Aku mengambilkan makanan untuk ben dan juga el seperti yang sudah pernah kulakukan. selesai makan malam, aku mengajak el untuk sikat gigi dan pergi tidur. ben sedari tadi terus menatapku.
"kenapa?" tanyaku pada ben.
"kamu cantik" jawab ben. aku mengendikkan bahuku acuh. cih gembel, gw aja pake baju daster, darimana cantiknya? batinku kesal.
"kamu ngapain masih disini? pulang gih dah malem" ucapku pelan masih dengan nada lembut tapi tersirat penyindiran halus didalamnya.
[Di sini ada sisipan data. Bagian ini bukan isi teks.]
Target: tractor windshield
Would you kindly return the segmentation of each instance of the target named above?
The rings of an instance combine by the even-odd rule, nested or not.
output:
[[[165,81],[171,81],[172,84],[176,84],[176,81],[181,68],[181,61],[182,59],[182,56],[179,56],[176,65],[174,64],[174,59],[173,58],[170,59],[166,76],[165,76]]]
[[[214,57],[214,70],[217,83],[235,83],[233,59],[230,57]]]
"kamu ngusir?" tanya ben seolah tak percaya.
"Iyaa. yang tadi secara halus. kalo mau pake cara kasar bilang aja" jawabku santai. ben terkekeh geli mendengarku. aku mengabaikannya dan hanya mengendikkan bahuku.
"aku nginep sini" ucap ben yang sudah menidurkan diri diranjang.
"ga. pulang sana" balasku dingin bagai tak tersentuh.
"Ada el. jadi, kamu ga usah takut bakal aku apa-apain. yaa walau, aku pengen sih ngapa-ngapain" ucap ben dengan seringai mesum dibibirnya.
"Mama ayook tidull" teriak el padaku. aku mendengus kesal begitu mendengar kekehan geli dari ben.
Aku tidur disamping el. El berada ditengah. oh my gosh, fantasy ku tentang keluarga bahagia timbul lagi, ringisku. aku memeluk el yang juga memelukku erat. ben memeluk kami berdua.
"Good night my life" ucap ben sembari mengecup puncak kepala el dan juga kepalaku.
"good night too ben" jawabku.
aku langsung memejamkan mataku dan mencoba tertidur. tak tau hitungan domba keberapa, aku sudah dengan lelapnya tertidur. El bahkan tertidur sangat cepat diantara ben dan aku. aku yang merasa tak sadar apa-apa lagi mulai memasuki alam bawah sadarku.
#
Happy reading ya gais:)
Bantu like, Comment, favorite and vote ya. trims all:v
pemberitahuan ulang!
revisi dilakukan dalam minggu ini yaa, jadi bakal ada banyak banget perubahan. doain juga semoga cerita aku lulus kontrak okey:)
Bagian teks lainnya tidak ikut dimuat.